Vasco Errani, presidente dell’Emilia Romagna e della conferenza delle Regioni. Ancora un incontro col governo dal quale siete usciti insoddisfatti. Perché?
«L’incontro è stato negativo perché il presidente del Consiglio non ha dato una risposta alle questioni precise da noi poste già un mese fa. Su tutte, la questione dei Fas su cui non c’è assolutamente chiarezza, si programmano e riprogrammano le risorse, si usa il Fas come un bancomat anche per la spesa corrente. Basti pensare al finanziamento dato all’azienda dei rifiuti di Palermo! E non ci sono garanzie e trasparenza rispetto ai piani di investimento che le Regioni debbono fare con le risorse che il governo si era impegnato a garantire. Si tratta di oltre 23 miliardi e 600 milioni. Il problema è molto serio perché noi stiamo programmando gli investimenti, se non abbiamo la certezza delle risorse, si blocca tutto, continueremo a tenere bassi gli investimenti pubblici e a non dare un contributo per uscire dalla crisi».
Quali sono gli investimenti di una Regione e quali ricadute hanno sui servizi ai cittadini?
«Sono investimenti in infrastrutture, nel governo e nella manutenzione del territorio, per lo sviluppo, per l’innovazione e ricerca, per la tenuta del sistema sociale, servizi, scuole, messa in sicurezza delle scuole e via dicendo. Stiamo parlando di lavoro, di occupazione, di interventi a sostegno del rilancio dello sviluppo e della tenuta sociale».
E a fianco c’è tutta la partita della sanità. Ci spiega che cosa succede?
«Succede che la Finanziaria ha tagliato 7 miliardi di euro per il 2010 e 2011. Significa che in quei due anni tutte le Regioni, anche quelle virtuose, si ritroveranno con i conti in rosso. È grave. Il il governo deve dire se vuole ridurre i livelli essenziali di assistenza, lo deve dire ai cittadini. Oppure deve costruire un accordo con le Regioni, come il presidente del Consiglio si è impegnato a fare nell’ottobre scorso».
Meno ospedali, meno ambulatori: ridurre i livelli di assistenza si traduce in questo?
«Le prestazioni sanitarie non saranno più garantite dal sistema sanitario. Perché o si riducono o si va in deficit. Quando il governo dice che non taglia la spesa sanitaria, dice una cosa non vera perché il taglio è già avvenuto nella Finanziaria 2009, per il 2010 e 2011. Facciamo una bella operazione verità e confrontiamoci nel merito. Il governo si assuma le sue responsabilità».
Voi tornerete all’attacco il 4 settembre…
«… Il 4 settembre vogliamo dal premier le risposte che non abbiamo avuto mercoledì sera. Perché abbiamo tanti problemi davanti: la crisi, gli ammortizzatori sociali che a settembre avranno un’impennata, il tema del dimensionamento scolastico che rischia di creare problemi serissimi».
A cosa si riferisce?
«Al taglio degli insegnanti. Nella mia regione avremo 10mila studenti in più e 1.653 insegnati in meno. Non è sostenibile».
E il fondo per la non autosufficienza? Il taglio è confermato?

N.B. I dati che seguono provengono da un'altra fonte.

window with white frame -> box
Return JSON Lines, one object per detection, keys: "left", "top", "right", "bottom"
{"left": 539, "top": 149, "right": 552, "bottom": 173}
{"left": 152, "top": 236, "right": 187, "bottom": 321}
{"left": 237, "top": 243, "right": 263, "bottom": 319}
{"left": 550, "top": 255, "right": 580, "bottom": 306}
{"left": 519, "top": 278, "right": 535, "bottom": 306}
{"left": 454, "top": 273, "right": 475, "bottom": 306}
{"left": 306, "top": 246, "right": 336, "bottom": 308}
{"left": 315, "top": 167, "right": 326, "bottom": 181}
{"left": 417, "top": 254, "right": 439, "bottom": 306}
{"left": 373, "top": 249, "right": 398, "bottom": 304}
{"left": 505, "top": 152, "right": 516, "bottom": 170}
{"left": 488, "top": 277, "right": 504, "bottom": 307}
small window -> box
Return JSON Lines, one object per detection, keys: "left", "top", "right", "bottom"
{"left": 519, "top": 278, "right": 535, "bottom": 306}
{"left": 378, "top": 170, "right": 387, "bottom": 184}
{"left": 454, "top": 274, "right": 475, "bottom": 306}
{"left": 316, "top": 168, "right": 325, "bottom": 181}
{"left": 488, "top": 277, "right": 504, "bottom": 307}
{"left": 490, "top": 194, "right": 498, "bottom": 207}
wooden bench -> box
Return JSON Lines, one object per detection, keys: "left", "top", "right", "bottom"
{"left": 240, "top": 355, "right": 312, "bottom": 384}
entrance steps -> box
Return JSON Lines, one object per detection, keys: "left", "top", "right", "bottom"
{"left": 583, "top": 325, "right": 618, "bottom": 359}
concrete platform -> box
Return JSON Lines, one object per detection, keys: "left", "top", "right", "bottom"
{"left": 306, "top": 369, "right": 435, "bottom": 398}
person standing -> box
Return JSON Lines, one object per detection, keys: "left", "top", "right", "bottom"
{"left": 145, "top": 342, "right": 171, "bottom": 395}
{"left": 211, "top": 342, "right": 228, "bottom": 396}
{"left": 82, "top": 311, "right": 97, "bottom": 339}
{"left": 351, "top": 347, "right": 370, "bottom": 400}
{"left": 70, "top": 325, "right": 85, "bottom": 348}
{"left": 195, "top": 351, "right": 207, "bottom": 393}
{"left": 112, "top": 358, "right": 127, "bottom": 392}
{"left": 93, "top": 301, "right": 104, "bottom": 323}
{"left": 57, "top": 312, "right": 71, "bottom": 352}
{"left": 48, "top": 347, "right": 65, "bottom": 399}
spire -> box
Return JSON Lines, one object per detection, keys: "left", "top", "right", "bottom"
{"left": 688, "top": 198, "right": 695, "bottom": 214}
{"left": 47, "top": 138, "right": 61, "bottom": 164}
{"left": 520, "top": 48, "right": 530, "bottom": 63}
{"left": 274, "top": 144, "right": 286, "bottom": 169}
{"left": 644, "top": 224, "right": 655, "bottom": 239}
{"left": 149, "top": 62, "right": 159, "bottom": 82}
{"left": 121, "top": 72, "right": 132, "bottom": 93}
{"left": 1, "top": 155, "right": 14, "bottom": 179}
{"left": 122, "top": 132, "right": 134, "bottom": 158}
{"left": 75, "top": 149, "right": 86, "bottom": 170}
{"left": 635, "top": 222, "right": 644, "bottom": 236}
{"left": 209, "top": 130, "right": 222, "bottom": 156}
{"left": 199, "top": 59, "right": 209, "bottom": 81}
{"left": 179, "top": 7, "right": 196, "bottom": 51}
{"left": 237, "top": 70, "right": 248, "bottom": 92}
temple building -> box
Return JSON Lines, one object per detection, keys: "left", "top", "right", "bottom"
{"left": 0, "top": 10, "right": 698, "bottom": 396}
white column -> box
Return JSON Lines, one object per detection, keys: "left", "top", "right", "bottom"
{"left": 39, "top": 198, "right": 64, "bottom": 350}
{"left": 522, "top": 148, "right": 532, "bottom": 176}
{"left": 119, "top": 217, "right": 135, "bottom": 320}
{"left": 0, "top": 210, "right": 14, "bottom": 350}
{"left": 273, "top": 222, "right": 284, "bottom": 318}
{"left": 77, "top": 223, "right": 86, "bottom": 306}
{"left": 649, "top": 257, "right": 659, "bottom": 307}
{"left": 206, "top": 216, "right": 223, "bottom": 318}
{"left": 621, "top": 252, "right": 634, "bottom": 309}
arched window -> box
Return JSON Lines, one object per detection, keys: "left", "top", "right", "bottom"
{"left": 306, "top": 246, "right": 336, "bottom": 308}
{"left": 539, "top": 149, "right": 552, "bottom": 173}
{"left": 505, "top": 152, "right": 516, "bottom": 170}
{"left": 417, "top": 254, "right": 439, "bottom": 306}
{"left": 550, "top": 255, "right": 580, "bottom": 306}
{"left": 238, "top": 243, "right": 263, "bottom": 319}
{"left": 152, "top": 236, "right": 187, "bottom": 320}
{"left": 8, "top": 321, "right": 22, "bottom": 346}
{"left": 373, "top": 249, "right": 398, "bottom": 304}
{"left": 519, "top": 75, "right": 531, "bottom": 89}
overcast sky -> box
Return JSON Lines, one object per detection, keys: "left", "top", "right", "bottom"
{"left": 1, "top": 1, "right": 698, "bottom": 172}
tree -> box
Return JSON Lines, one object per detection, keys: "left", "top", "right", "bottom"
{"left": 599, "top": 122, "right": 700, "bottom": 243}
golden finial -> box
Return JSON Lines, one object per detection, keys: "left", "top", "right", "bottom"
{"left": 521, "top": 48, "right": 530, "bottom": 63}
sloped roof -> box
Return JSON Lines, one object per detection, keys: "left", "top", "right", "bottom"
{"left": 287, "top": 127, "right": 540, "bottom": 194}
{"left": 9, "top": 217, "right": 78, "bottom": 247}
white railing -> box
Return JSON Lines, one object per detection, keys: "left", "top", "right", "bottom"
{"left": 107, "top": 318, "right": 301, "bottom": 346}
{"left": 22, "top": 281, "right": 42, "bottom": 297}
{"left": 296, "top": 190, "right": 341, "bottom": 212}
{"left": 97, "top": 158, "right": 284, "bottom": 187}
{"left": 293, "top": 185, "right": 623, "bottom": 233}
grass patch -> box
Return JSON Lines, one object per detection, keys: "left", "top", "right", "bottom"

«È azzerato per il 2010. Anche qui l’esempio dell’Emilia, nel 2009 abbiamo speso 411 milioni di risorse nostre e ne spenderemmo di più il prossimo anno. Ma il governo che dice di non aver tagliato la spesa sociale ha messo nel 2010 zero euro per questo fondo. Mentre nel decreto anticrisi c’è un paradosso».
Quale?
«Un articolo, in nome del federalismo fiscale, ricentralizza il fondo sociale 2009 (330 milioni di euro), e lo riporta in capo al governo. Si tratta di tutti i servizi, dall’handicap, ai servizi per i bambini per i ragazzi. Si parla tanto di federalismo, ma siamo di fronte a una pesantissima politica centralista, si raccolgono risorse tagliando alle Regioni e agli Enti locali, che vuol dire tagliare servizi e politiche per i cittadini».
Meno Stato più mercato nella sanità: è quanto teorizzato nel libro Verde del ministro Sacconi. Siamo già alla pratica?
«Penso che sia in atto il tentativo di smantellare il sistema sanitario nazionale, senza dirlo in modo esplicito. Si vuole smantellare per arrivare al cosiddetto doppio sistema, pubblico più privato. Ma faccio presente che in tutti i paesi del mondo dove esiste un doppio sistema la spesa complessiva pubblica per la sanità è a due cifre del Pil (dagli Usa, alla Svizzera, all’Australia). Noi spendiamo il 6,7% del Pil. È un errore sia economico, che sociale».